Due to its “viral” nature, you need to be careful when using open source code that is subject to a restrictive open source license if you want to safely incorporate it into your proprietary software. For instance, the terms of the GNU General Public License (GPL) require that any derivative work that incorporates GPL code must itself be subject to the GPL, thereby rendering the resulting software “open” and the source code publicly available. Not only will any trade secrets contained in any code carrying a GPL license be forcibly disclosed, others may freely copy and distribute your source code, give it away for free, or even create a competing product using your own code. The viral nature of restrictive open source licenses can have a devastating impact on your company’s intellectual property assets.

Disclaimer of warranty: This provision states that the Application is being provided “as-is,” without any express or implied warranties regarding the Application’s quality, performance, effectiveness or reliability. In those jurisdictions where disclaimers of warranty are enforceable, such a provision protects the Licensor from potential legal claims arising from the use of the Application, as the Licensor makes no promises of any kind.
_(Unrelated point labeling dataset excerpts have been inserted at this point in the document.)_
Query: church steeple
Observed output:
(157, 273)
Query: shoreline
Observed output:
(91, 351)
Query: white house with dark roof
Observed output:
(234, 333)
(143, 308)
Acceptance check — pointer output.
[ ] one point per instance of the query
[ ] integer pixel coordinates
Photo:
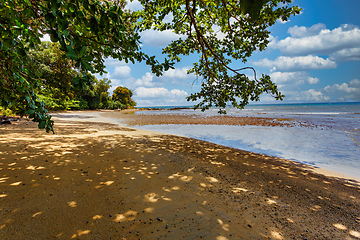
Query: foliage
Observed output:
(88, 31)
(6, 112)
(123, 95)
(220, 32)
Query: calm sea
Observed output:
(333, 145)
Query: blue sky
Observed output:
(314, 57)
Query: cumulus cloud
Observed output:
(345, 55)
(158, 39)
(318, 40)
(345, 91)
(291, 64)
(293, 78)
(177, 75)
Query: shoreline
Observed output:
(129, 119)
(101, 180)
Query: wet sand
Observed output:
(96, 180)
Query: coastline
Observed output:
(145, 121)
(94, 179)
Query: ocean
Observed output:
(331, 143)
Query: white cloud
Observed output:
(142, 92)
(291, 64)
(345, 91)
(303, 42)
(133, 5)
(121, 72)
(349, 54)
(312, 96)
(292, 79)
(158, 39)
(159, 96)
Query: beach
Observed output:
(96, 179)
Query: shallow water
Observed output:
(333, 145)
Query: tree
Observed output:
(220, 32)
(123, 95)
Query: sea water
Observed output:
(332, 142)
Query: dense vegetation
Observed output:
(88, 31)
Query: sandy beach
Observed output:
(94, 179)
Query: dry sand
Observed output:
(95, 180)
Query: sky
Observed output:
(313, 57)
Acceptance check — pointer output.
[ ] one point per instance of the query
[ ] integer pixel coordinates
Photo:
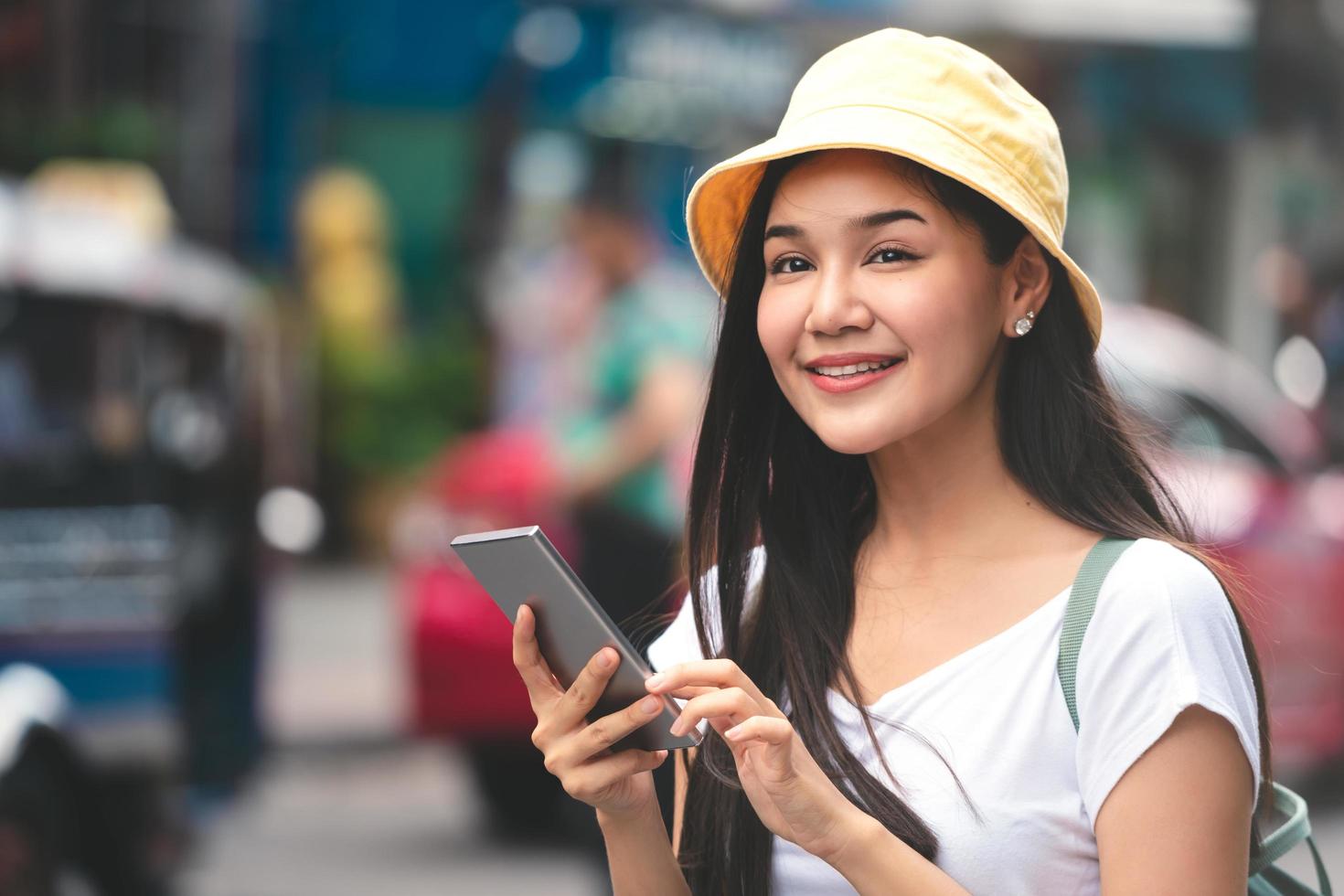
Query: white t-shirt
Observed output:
(1163, 637)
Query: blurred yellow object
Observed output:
(932, 100)
(125, 189)
(343, 234)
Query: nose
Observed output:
(837, 305)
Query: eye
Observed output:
(789, 265)
(889, 254)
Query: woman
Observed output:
(890, 551)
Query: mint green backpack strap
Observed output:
(1083, 601)
(1265, 880)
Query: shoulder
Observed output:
(1158, 583)
(1163, 637)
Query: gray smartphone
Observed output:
(522, 566)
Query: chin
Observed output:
(848, 441)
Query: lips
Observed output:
(848, 357)
(852, 382)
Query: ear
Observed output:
(1026, 283)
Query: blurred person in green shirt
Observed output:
(625, 453)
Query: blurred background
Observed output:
(294, 292)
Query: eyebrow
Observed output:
(864, 222)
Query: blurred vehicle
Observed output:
(464, 686)
(1252, 470)
(132, 463)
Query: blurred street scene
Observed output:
(292, 293)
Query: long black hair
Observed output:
(760, 469)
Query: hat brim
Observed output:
(718, 202)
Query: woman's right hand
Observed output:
(575, 752)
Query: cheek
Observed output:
(778, 329)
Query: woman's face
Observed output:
(860, 263)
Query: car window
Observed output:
(1191, 425)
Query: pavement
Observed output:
(347, 805)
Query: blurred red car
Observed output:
(464, 686)
(1244, 463)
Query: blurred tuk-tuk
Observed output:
(132, 460)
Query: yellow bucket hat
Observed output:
(932, 100)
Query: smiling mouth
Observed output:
(851, 371)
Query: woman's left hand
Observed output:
(789, 792)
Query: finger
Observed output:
(763, 729)
(588, 688)
(529, 663)
(608, 730)
(774, 733)
(593, 779)
(718, 673)
(732, 703)
(687, 693)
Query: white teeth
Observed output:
(855, 368)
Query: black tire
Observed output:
(523, 798)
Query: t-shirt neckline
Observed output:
(839, 703)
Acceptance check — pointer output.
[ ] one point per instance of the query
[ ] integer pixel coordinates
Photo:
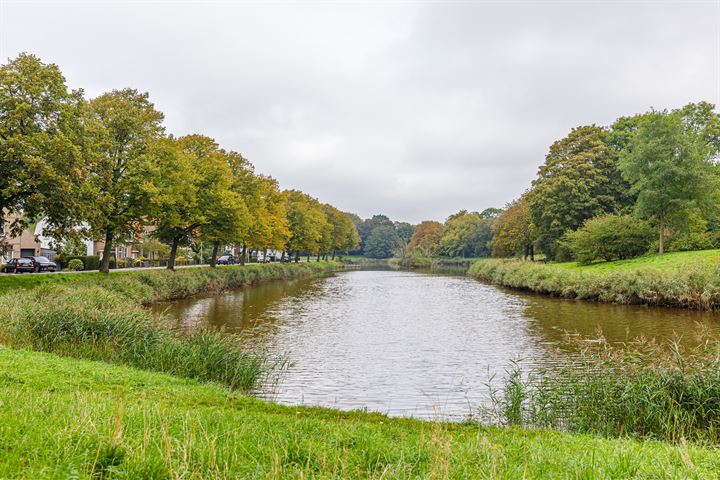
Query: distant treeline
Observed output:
(646, 183)
(105, 169)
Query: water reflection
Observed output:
(409, 343)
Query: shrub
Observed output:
(75, 265)
(90, 262)
(610, 237)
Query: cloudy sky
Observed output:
(415, 110)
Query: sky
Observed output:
(411, 109)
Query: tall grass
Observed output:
(641, 390)
(106, 322)
(696, 287)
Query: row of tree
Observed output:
(657, 169)
(464, 234)
(105, 168)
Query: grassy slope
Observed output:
(668, 262)
(65, 418)
(683, 279)
(27, 281)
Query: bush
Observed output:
(90, 262)
(75, 265)
(610, 237)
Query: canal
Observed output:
(415, 344)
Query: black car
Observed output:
(19, 265)
(42, 264)
(226, 260)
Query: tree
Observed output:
(344, 233)
(426, 237)
(514, 232)
(579, 180)
(382, 242)
(306, 221)
(278, 227)
(467, 235)
(609, 237)
(192, 194)
(366, 227)
(491, 213)
(121, 126)
(41, 139)
(405, 231)
(669, 164)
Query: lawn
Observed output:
(67, 418)
(668, 261)
(682, 279)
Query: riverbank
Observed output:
(100, 317)
(85, 419)
(682, 279)
(157, 285)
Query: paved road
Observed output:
(128, 269)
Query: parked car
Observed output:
(226, 260)
(42, 264)
(19, 265)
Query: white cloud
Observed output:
(412, 110)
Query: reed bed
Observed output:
(697, 286)
(103, 319)
(642, 390)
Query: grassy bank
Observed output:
(67, 418)
(155, 285)
(683, 279)
(101, 318)
(640, 389)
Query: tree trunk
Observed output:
(105, 265)
(173, 253)
(661, 242)
(213, 257)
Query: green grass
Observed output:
(153, 285)
(667, 262)
(100, 317)
(641, 389)
(67, 418)
(685, 279)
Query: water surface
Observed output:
(413, 344)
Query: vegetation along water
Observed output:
(152, 374)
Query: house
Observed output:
(30, 242)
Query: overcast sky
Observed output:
(414, 110)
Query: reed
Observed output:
(101, 318)
(693, 285)
(641, 389)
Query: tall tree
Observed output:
(121, 126)
(307, 222)
(41, 138)
(578, 180)
(426, 237)
(514, 232)
(228, 218)
(467, 235)
(670, 164)
(405, 231)
(382, 242)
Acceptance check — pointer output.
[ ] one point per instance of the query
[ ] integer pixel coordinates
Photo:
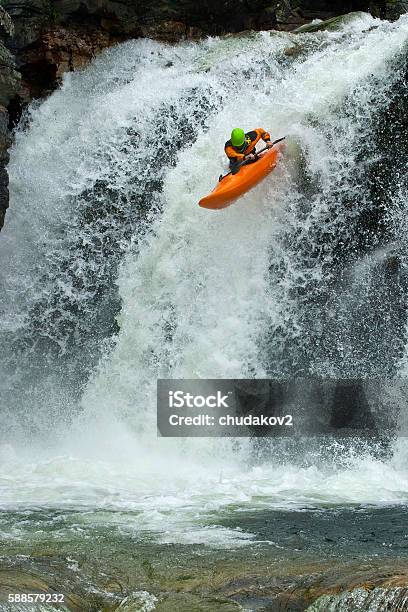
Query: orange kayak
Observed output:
(234, 185)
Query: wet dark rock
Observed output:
(9, 85)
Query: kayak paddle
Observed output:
(256, 155)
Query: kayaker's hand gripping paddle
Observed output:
(256, 155)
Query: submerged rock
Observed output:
(375, 600)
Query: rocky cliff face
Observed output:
(42, 39)
(9, 84)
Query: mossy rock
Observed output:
(333, 24)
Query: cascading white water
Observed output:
(105, 182)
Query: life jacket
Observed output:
(251, 140)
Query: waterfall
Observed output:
(112, 276)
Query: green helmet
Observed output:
(237, 137)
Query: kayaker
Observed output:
(241, 146)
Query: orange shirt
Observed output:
(251, 140)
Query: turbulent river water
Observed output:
(112, 276)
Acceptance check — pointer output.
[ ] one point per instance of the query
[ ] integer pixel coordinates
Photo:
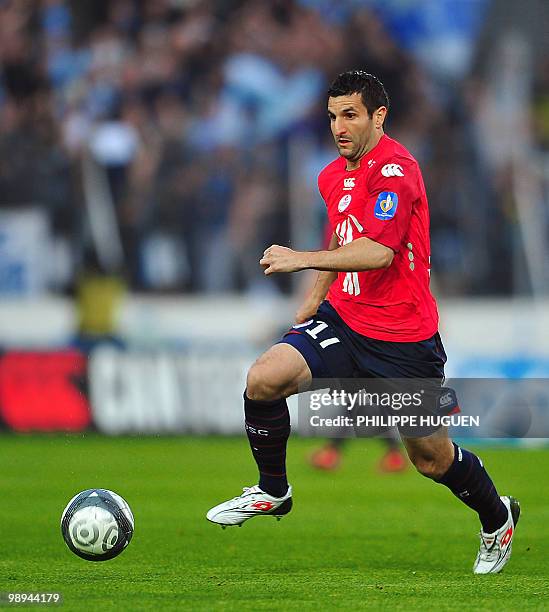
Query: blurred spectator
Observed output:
(192, 112)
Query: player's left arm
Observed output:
(357, 256)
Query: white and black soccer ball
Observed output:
(97, 524)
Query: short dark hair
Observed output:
(358, 81)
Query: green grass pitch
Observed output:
(356, 539)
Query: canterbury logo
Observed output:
(348, 184)
(263, 506)
(392, 170)
(257, 432)
(507, 537)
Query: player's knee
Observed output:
(428, 466)
(261, 385)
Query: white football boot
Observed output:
(495, 548)
(252, 502)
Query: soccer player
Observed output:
(370, 314)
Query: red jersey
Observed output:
(384, 200)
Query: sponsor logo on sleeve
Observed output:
(344, 202)
(348, 184)
(386, 205)
(392, 170)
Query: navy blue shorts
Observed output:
(333, 350)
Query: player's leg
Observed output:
(276, 375)
(306, 351)
(437, 457)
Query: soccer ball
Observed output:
(97, 524)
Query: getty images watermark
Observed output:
(393, 414)
(474, 408)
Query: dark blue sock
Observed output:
(268, 430)
(469, 481)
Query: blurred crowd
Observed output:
(191, 111)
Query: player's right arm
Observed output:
(308, 309)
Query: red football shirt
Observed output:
(383, 200)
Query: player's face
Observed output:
(353, 129)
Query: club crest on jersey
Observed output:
(392, 170)
(386, 205)
(344, 202)
(348, 184)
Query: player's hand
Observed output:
(306, 311)
(277, 258)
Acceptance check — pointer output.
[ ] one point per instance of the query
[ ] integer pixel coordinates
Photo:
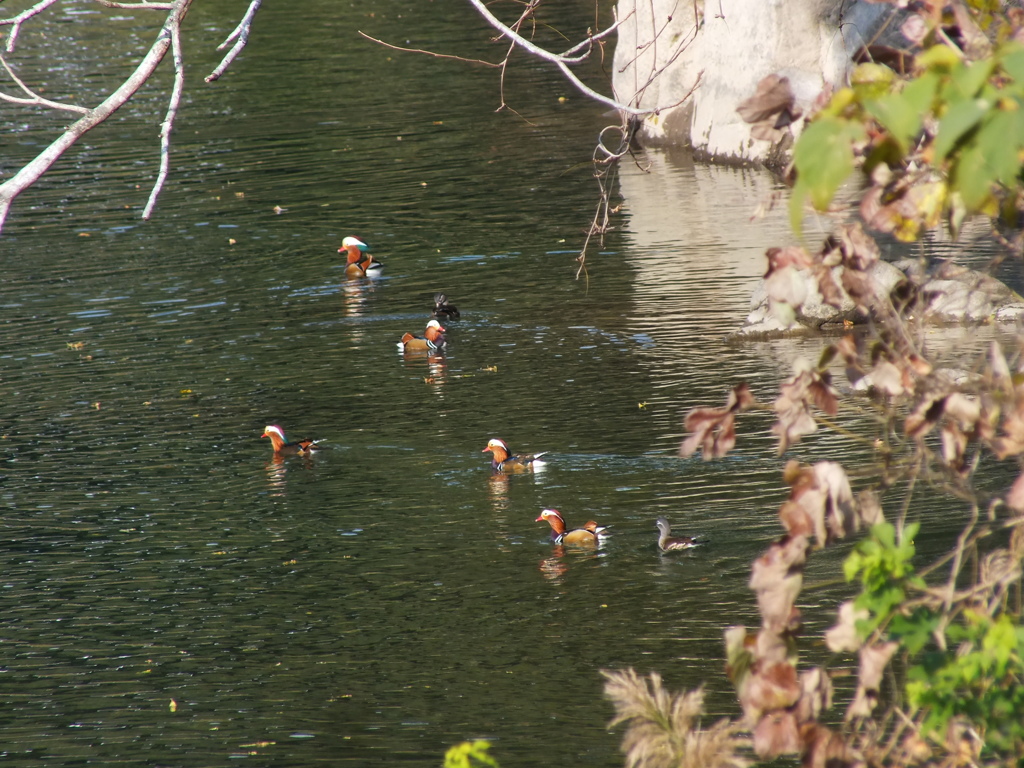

Limitation of liability: This provision protects the Licensor from liability for personal injury, loss of profits, loss of data, or other direct and indirect damages arising from the use of, or the inability to use, the Application. This provision additionally places an upper dollar limit on the total damages for which the Licensor may be liable, excluding damages for personal injury in those states where such a limitation would be unenforceable.